Cairns' media career on hold

By Steve Deane

Sky commentary role given up for now after revelations of match-fixing inquiry.

Chris Cairns. Photo / Greg Bowker
Chris Cairns. Photo / Greg Bowker

Chris Cairns' cricket commentary career is in limbo since he severed ties with Sky TV after revelations he is one of three former Black Caps being investigated by the International Cricket Council's anti-corruption and security unit.

Last Thursday, it emerged that Cairns and former teammates Daryl Tuffey and Lou Vincent were at the centre of an ICC probe into alleged match- and spot-fixing.

Cairns was part of Sky's commentary team for the first test match of the summer against the West Indies. He performed the pitch report on the second day and commentated during the morning session but did not return to the commentary box in the afternoon.

Last night, Sky confirmed it had no plans to use Cairns as a commentator again.

"He is not doing any commentating for Sky going forward," said Sky's head of corporate communications, Kirsty Way.

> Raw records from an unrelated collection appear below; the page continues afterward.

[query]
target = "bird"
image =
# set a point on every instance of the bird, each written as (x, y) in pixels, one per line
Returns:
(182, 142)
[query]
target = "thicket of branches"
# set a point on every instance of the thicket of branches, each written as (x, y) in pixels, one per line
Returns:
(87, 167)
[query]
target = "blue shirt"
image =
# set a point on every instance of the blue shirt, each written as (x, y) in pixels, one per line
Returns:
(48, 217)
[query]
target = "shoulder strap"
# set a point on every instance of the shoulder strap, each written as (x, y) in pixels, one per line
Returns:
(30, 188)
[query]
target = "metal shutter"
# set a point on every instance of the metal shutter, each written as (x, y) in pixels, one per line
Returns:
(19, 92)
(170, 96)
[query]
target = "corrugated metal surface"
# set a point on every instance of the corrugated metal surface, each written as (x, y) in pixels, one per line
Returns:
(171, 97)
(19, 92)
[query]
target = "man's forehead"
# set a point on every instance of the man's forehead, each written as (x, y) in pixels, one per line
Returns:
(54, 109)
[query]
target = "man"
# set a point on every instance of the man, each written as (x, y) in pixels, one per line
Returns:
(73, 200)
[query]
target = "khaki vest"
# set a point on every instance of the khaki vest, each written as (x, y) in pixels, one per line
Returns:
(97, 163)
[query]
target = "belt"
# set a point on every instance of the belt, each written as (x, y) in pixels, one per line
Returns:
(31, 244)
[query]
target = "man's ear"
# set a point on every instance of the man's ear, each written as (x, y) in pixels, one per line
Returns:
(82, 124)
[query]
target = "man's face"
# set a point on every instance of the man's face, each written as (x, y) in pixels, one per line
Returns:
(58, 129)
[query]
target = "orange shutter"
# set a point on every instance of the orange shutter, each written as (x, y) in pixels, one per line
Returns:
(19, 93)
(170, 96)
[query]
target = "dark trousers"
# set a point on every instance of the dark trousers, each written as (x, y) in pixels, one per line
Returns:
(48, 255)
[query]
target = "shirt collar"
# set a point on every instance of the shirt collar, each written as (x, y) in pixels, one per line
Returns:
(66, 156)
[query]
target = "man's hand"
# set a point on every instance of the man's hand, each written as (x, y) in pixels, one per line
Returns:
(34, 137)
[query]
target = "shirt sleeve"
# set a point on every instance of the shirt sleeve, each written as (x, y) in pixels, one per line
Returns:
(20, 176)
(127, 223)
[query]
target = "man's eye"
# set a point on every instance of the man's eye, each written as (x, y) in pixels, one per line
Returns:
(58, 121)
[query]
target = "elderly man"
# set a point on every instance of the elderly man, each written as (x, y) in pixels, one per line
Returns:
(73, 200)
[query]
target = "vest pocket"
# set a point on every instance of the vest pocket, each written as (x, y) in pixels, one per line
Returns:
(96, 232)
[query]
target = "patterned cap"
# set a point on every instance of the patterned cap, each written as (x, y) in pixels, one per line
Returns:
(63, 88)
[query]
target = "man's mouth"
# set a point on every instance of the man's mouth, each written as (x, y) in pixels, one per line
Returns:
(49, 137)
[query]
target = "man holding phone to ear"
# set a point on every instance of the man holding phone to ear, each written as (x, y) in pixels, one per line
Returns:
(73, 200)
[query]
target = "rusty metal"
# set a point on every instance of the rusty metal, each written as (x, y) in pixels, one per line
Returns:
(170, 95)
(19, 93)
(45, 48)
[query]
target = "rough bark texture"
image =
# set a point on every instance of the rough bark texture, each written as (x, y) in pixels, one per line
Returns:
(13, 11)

"He is going to focus on these claims, or supposed claims."

Cairns had made the decision to step down himself and Sky would consider using him again if he was cleared of any wrongdoing, Ms Way said.

"If he is cleared eventually then absolutely. It was Chris' decision to step down. He is innocent until proven guilty."

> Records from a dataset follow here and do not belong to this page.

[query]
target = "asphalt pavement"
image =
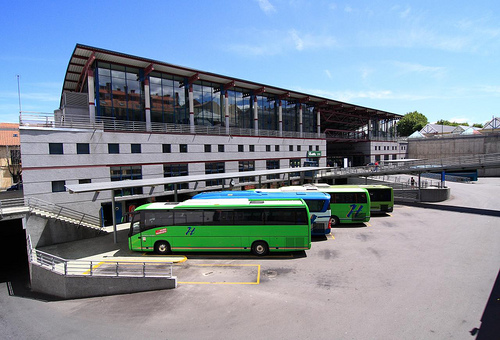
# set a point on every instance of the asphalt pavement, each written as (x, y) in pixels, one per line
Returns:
(423, 272)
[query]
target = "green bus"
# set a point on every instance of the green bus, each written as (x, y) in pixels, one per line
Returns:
(347, 204)
(381, 196)
(258, 226)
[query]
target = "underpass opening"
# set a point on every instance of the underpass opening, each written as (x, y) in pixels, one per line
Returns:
(14, 254)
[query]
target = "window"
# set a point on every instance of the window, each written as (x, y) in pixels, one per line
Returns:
(120, 94)
(82, 148)
(246, 166)
(273, 164)
(15, 156)
(166, 148)
(135, 148)
(55, 148)
(113, 148)
(175, 170)
(58, 186)
(214, 168)
(120, 173)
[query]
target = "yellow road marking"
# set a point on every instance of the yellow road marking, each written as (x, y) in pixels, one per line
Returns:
(226, 283)
(87, 272)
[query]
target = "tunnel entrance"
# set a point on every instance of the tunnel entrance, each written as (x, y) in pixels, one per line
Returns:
(14, 255)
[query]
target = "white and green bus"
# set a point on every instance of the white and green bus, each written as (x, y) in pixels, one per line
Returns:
(347, 204)
(239, 225)
(381, 196)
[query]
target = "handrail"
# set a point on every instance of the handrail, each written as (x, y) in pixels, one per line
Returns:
(422, 165)
(54, 210)
(99, 268)
(62, 213)
(109, 123)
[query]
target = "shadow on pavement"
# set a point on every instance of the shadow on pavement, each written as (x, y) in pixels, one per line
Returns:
(466, 210)
(490, 321)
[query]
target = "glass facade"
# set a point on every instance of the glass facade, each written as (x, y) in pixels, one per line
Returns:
(174, 170)
(120, 173)
(168, 99)
(120, 95)
(207, 105)
(214, 168)
(119, 92)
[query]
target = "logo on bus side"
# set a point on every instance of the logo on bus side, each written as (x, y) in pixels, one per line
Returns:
(353, 210)
(161, 231)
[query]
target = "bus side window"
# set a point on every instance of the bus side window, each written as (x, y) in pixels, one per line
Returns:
(136, 224)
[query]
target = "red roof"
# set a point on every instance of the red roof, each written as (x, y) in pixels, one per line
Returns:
(9, 134)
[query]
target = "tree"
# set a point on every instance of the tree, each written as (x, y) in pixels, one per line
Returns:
(411, 122)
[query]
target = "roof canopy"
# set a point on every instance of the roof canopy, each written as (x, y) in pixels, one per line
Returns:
(336, 115)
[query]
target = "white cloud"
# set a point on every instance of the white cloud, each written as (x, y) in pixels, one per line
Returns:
(352, 96)
(277, 42)
(404, 14)
(405, 68)
(299, 44)
(266, 6)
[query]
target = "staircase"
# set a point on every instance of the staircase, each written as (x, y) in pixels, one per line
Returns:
(50, 211)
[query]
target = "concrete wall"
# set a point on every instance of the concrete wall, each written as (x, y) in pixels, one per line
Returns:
(436, 148)
(74, 287)
(40, 168)
(45, 231)
(453, 147)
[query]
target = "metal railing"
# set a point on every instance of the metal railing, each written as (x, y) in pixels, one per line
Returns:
(417, 166)
(108, 123)
(99, 268)
(50, 210)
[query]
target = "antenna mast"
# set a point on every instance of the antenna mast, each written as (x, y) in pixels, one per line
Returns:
(19, 93)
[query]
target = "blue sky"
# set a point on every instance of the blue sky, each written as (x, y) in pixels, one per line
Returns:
(441, 58)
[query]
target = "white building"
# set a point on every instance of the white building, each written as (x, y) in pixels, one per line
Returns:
(124, 117)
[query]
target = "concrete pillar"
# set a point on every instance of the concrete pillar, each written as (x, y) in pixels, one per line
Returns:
(300, 120)
(280, 118)
(226, 111)
(191, 108)
(91, 87)
(318, 119)
(255, 115)
(147, 104)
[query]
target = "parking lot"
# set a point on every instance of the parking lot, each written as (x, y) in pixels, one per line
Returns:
(423, 272)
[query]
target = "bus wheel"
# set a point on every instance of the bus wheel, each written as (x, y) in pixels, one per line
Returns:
(260, 248)
(162, 248)
(335, 221)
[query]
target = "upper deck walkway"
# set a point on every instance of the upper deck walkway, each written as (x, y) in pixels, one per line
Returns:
(472, 162)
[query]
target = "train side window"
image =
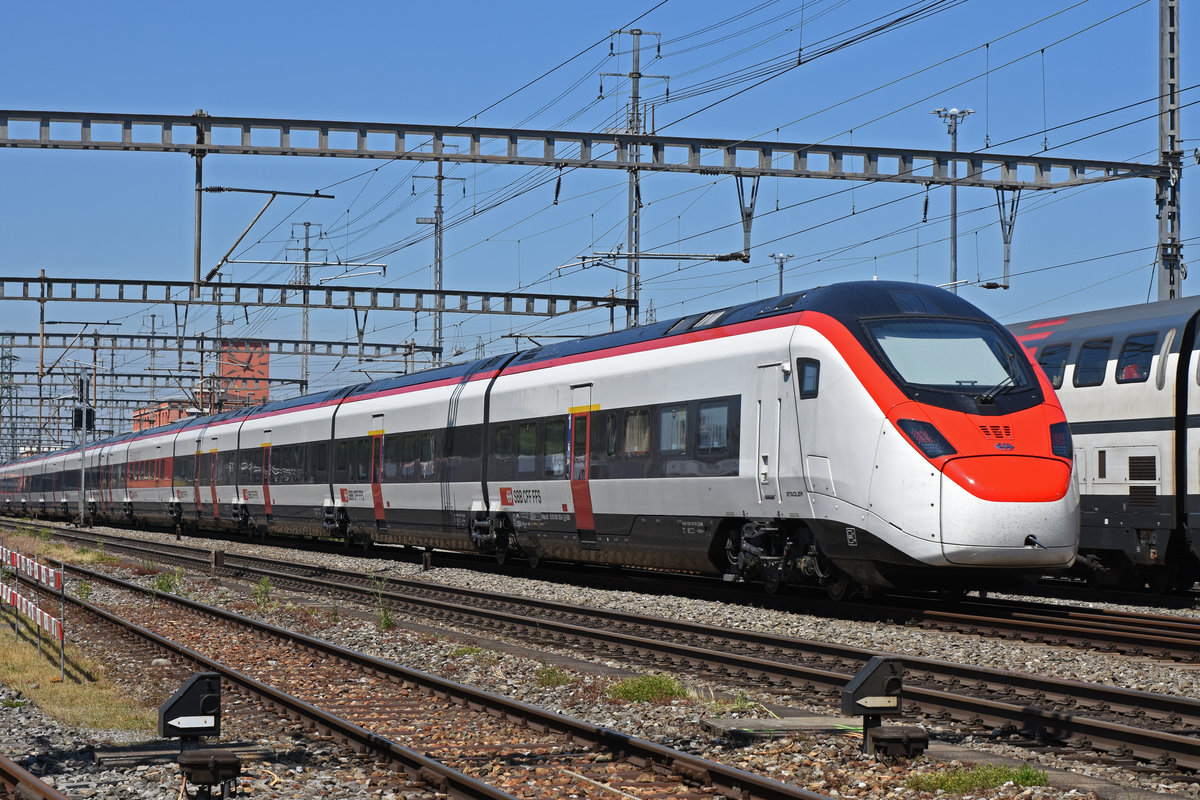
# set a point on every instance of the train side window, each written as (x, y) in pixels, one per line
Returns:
(341, 461)
(610, 438)
(363, 459)
(810, 377)
(713, 435)
(408, 457)
(527, 449)
(1093, 359)
(429, 467)
(1053, 360)
(556, 449)
(637, 433)
(1133, 364)
(673, 431)
(391, 458)
(319, 462)
(502, 441)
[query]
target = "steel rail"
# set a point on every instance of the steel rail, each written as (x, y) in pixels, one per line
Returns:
(1117, 738)
(24, 783)
(731, 781)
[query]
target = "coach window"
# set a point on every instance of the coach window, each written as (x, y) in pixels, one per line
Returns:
(810, 374)
(1053, 361)
(502, 441)
(673, 431)
(713, 435)
(1093, 359)
(391, 458)
(637, 433)
(1133, 365)
(318, 463)
(341, 461)
(363, 459)
(408, 457)
(429, 468)
(555, 464)
(527, 449)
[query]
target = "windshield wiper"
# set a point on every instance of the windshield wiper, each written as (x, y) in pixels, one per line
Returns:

Cairns wrote of his disappointment at the effect of the accusations on his media career in his Sunday newspaper column.

"Can you begin to imagine how sickening it feels to be the subject of yet more rumour and press speculation now as I am embarking on a media career that is potentially in ruins?" he wrote.

Cairns will tomorrow make his first public appearance since news of the investigation became public. He is due to appear at a press conference to promote his charity boxing match against former commentary box colleague Simon Doull on Saturday night's Fight For Life card.

Promoter Dean Lonergan said Cairns had assured him he would fight and he expected him to attend the press conference.

"He is 100 per cent going to be fighting," Mr Lonergan said.

"At the end of the day all that is happening is he has an investigation going on. People are jumping to conclusions.

"I thought we lived in a democracy where a man was innocent until proven guilty."

Guest editor John Kirwan says:

I'm sad he's not going to be there. He's a special type of New Zealander - he intrigues me as a man. He's obviously going through a rough time and it's a shame I won't be hearing his voice. When it's over, come back strong.